By invoking the Horatii and Curiatii, Zuppi was saying we need to set aside absolutist us v. them ways of framing the abortion issue, and instead make peace with complexity.

His comments occurred in the context of a 45-minute conversation with editor and journalist Stefano Feltri as part of a public event sponsored by the Italian newspaper Domani.

At one point Feltri asked Zuppi about parenting via surrogacy, a hot topic at the moment due to a proposal by the country’s conservative government to impose criminal penalties on couples who go abroad to have a baby via surrogacy, which is already illegal in Italy. The bill is seen as a crackdown on gay couples, who tend to be most likely to pursue surrogate births.

Zuppi began by insisting that the church is not an enemy of individual rights, citing its support for rights to education, food and elder care.

“Then there’s the aspect, I’d say … how to put it? … gray, which has to be found between convictions, doctrine, and civil rights,” Zuppi said.

“I’ll give an example … the law on abortion, 194, which I think is a painful law, but which, it seems to me, guarantees – some say too much and others not enough – but which [guarantees] an important secular solution, so much so, I think, that no one intends to call it into question,” he said.

Note that Zuppi wasn’t actually asked about abortion, but brought it up on his own.

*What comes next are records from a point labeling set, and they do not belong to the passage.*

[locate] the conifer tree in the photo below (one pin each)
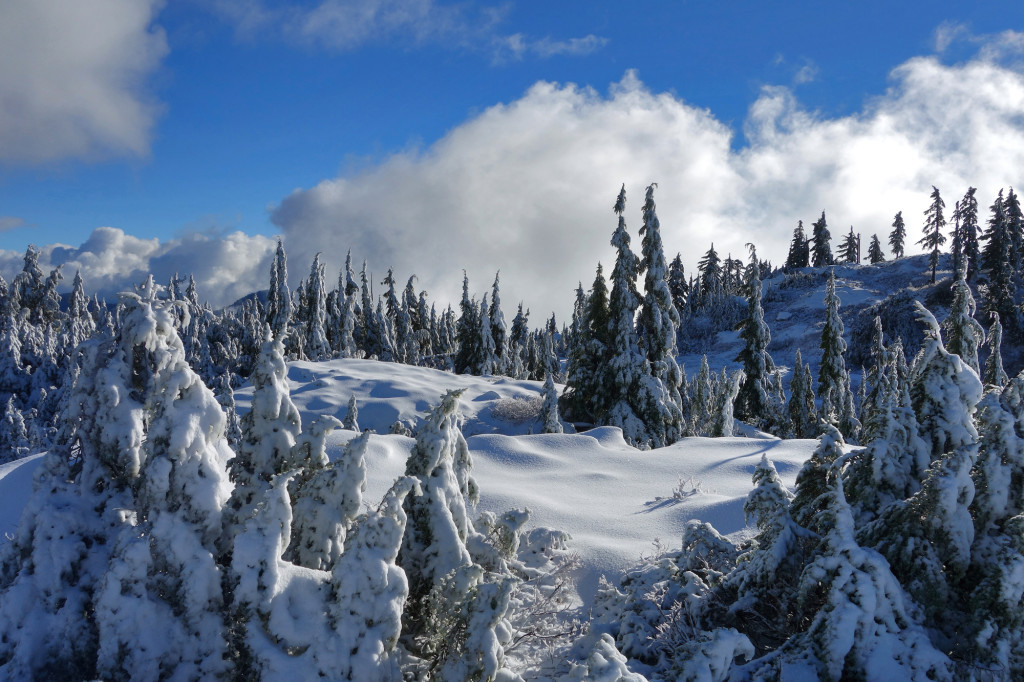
(801, 406)
(710, 270)
(964, 333)
(834, 380)
(755, 402)
(657, 320)
(934, 223)
(499, 331)
(638, 402)
(279, 297)
(994, 375)
(966, 235)
(861, 627)
(821, 248)
(849, 251)
(800, 249)
(897, 238)
(875, 253)
(316, 346)
(996, 262)
(351, 421)
(549, 409)
(678, 286)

Feltri pressed Zuppi, saying that Italian conservatives often insist they’re not questioning the law, but they tend to emphasize its provisions regarding the prevention of abortion. His reference likely was to a comment by a senior member of Meloni’s party who said “we want to give women the right not to have an abortion, for example for financial reasons.”

It was at this point Zuppi veered into Roman mythology.

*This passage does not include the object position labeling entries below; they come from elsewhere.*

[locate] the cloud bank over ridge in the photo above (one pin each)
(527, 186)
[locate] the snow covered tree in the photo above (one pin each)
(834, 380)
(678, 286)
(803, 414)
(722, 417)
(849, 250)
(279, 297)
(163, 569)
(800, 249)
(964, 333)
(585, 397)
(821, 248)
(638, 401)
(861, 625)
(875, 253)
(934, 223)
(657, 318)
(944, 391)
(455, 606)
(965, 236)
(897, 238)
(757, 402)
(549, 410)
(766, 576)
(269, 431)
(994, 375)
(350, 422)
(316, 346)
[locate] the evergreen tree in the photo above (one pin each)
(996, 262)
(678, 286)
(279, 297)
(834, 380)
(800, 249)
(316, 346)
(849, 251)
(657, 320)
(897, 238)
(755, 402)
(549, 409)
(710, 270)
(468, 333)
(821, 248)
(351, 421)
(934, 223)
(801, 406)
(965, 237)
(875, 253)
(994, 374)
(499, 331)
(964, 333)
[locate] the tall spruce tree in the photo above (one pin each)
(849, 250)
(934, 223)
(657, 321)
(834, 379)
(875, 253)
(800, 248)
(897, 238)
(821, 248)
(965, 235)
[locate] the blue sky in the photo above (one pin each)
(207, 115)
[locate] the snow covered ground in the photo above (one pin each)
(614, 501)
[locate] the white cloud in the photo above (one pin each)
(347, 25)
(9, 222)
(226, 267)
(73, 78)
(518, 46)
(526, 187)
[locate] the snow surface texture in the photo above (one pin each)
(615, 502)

“If we can succeed in exiting from the scheme of the Horatii and Curiatii,” he said, “because every now and then we risk becoming like this … I think for instance the dissuasive part [of the law], the part to avoid a suffering of the woman, the consultors, certainly is something that can be applied more.”

The mention of “consultors” refers to a network of family consultants created in 1975. Under the 1978 abortion law, they also have the role of informing women about alternatives to abortion and assistance available to them should they chose to have the child.

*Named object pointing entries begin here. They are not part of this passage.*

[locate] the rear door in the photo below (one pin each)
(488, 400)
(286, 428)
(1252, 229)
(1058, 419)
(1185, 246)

Feltri replied that the premise of such talk about prevention is that women are having abortions too lightly.

“Again, we have to exit the Horatii and Curiatii,” Zuppi said. “It seems we have some gladiators, even among you. I’d put all the gladiators to the side, because they’re the ones who always seem convinced, who don’t care …”

Leaving behind that logic isn’t easy, Zuppi added, because “sometimes we reignite all the enemies, we have to start over from the beginning, and it’s not worth it.”

Zuppi’s comments have sparked a mini-tempest in conservative Catholic circles, though in fairness his observation – to wit, that “no one intends to call into question” the substance of the abortion law – could be taken as a descriptive statement about the realities of Italian secular politics, not Catholic moral teaching, and at that level, it’s perfectly accurate.

Given that Zuppi is already the president of arguably the most influential bishops’ conference in the world, and also a plausible prospect to become pope one day, it’s worth identifying the principal take-away here.

In effect, Zuppi has signaled a strategic retreat on the wars of culture. Rather than fighting over the legal and political question of whether the civil law should recognize a “right” to abortion – a battle he clearly sees as already lost – his emphasis is on trying to create social conditions under which women will be less inclined to exercise that right.

This may be a peculiarly European perspective, given the differences on abortion between the two sides of the Atlantic. In the U.S., abortion remains a contested issue because it’s never been settled democratically, with national policy driven by competing Supreme Court decisions. In Italy, there was a national referendum in 1981 and limited abortion rights scored a decisive victory, leaving no political force eager to revisit the question.

Whether Zuppi’s position amounts to a realistic realignment of the pro-life cause, or a supine surrender to the culture of death, is a matter for debate – perhaps especially among the modern analogues of the Horatii and Curiatii, still itching for a grand brawl to settle it all.